Marcella Merlini, capogruppo di minoranza di "Bene Comune" lancia l'allarme riguardo al Comune di Portoferraio

Palazzo municipale di Portoferraio

"Il Comune di Portoferraio è oggi senza bilancio. Alla data odierna il Bilancio di Previsione del triennio 2026/2028 non è stato approvato e non risulta nemmeno adottato dalla Giunta lo schema da sottoporre al Consiglio comunale come previsto dalla normativa vigente". 

La capogruppo del gruppo di minoranza consiliare “Bene comune”, Marcella Merlini, interviene sulla situazione del Comune di Portoferraio.
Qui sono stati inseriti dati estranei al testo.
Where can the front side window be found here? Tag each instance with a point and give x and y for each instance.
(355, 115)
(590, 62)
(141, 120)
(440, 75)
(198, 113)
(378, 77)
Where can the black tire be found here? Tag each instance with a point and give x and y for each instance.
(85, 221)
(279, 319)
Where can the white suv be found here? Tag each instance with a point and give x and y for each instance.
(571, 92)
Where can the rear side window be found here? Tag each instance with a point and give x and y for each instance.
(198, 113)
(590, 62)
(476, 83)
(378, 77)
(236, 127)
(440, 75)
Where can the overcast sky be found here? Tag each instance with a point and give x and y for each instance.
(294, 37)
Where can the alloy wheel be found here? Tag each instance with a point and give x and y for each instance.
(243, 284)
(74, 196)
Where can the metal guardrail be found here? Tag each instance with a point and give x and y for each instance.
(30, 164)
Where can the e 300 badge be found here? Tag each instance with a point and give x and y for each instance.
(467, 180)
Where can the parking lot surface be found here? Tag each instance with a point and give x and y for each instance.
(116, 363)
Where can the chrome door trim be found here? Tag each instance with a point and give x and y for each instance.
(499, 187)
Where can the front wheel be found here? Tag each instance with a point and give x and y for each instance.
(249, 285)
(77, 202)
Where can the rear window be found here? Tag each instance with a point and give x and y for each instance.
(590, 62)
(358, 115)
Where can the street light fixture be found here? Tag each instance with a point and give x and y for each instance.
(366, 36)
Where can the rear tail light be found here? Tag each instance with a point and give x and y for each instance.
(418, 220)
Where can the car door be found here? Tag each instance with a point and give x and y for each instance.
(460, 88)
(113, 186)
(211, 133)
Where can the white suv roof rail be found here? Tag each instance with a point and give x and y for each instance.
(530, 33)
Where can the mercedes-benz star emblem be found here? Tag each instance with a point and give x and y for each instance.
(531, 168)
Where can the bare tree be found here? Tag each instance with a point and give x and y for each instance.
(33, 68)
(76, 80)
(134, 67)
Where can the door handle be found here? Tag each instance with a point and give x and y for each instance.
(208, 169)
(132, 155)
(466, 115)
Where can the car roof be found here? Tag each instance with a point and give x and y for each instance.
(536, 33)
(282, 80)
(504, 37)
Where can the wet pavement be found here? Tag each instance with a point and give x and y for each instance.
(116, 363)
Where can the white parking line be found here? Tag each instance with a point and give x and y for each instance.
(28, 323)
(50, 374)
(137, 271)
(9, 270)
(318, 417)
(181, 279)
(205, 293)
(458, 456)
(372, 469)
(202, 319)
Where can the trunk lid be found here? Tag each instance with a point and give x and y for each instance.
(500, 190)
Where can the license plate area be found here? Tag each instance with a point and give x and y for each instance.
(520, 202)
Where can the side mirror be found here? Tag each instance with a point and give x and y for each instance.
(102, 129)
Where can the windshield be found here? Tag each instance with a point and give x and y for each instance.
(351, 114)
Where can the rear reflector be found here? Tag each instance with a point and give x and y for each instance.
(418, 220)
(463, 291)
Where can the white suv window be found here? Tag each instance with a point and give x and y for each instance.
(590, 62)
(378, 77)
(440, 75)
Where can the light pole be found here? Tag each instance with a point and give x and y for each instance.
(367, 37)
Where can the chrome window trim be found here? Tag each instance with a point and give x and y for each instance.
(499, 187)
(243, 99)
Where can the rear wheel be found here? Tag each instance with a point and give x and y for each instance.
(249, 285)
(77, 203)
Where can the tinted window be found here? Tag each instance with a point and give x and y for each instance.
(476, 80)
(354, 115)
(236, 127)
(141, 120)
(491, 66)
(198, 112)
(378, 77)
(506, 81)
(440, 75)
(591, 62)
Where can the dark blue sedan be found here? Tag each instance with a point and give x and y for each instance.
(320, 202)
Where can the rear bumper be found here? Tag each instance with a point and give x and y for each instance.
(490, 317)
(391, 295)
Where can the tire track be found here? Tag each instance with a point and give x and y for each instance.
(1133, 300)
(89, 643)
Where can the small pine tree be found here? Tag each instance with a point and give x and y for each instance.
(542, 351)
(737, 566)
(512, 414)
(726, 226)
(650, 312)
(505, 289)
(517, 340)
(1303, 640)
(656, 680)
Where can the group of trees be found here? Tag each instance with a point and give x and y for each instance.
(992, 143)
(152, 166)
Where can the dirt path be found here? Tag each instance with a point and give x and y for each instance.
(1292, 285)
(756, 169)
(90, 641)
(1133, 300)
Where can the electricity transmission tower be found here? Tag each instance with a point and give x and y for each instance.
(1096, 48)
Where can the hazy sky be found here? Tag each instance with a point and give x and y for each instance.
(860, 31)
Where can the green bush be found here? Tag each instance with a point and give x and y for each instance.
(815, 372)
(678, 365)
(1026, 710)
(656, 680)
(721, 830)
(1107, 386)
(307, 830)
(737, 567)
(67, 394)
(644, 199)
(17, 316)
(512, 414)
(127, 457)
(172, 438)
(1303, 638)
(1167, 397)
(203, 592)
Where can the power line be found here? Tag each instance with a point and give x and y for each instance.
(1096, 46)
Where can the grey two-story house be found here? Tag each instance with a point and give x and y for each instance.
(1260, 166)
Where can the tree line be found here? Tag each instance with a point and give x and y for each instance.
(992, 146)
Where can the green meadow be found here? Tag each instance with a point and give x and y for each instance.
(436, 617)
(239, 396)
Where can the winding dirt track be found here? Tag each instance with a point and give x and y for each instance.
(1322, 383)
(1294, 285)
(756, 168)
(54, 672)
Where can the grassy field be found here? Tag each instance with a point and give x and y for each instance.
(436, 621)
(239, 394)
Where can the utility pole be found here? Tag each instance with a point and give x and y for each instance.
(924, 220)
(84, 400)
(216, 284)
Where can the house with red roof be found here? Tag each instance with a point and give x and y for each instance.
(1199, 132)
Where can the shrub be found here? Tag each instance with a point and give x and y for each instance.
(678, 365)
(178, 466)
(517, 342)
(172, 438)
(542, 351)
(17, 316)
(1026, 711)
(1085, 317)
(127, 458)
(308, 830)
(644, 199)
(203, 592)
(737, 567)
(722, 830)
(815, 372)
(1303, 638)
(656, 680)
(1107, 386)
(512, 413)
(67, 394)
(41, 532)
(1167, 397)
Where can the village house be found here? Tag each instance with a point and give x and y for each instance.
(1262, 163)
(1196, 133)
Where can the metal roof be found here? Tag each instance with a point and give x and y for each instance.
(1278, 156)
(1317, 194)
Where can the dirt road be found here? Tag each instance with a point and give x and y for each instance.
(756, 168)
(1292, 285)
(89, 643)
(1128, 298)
"Il termine per l’approvazione era stato fissato al 28 febbraio 2026 con Decreto del Ministero dell’Interno. - prosegue Merlini - Dal 1 marzo il Comune può quindi operare esclusivamente in regime di gestione provvisoria con forti limitazioni alle spese e alla possibilità di programmare interventi e servizi. In altre parole, l’Amministrazione comunale può gestire solo le spese strettamente obbligatorie e urgenti, mentre diventa estremamente difficile programmare interventi, manutenzioni e attività per il territorio con la Pasqua alle porte e un Centro Storico disastrato". 

"Il bilancio non è un atto formale, - aggiunge Merlini - è lo strumento fondamentale con cui un comune programma il proprio futuro. La mancata approvazione nei tempi previsti rappresenta quindi un fatto grave dal punto di vista amministrativo e politico".

"Tre elementi rendono ancora più evidente la situazione: prosegue Merlini -Portoferraio è alla data odierna priva del principale strumento di programmazione amministrativa; il Comune si trova in gestione provvisoria, con forti limiti alla capacità di spese di intervento; si apre ora il rischio concreto di diffida da parte del Prefetto e, in caso di ulteriore inadempienza, del commissariamento dell’Ente".

"Una Città come Portoferraio non può permettersi ritardi e incertezze su un atto fondamentale per il funzionamento dell’Amministrazione e per il futuro della comunità. - conclude Merlini - Per queste ragioni riteniamo che il Sindaco e la Giunta debbano assumersi pienamente la responsabilità politica di questa situazione e spiegare ai cittadini come si sia potuti arrivare a questo punto. Portoferraio ha bisogno di serietà amministrativa, programmazione e rispetto delle istituzioni. Ora non ci sono più scuse, la macchina comunale è composta da ben tre Dirigenti, tra cui la Segretaria Generale e deve funzionare".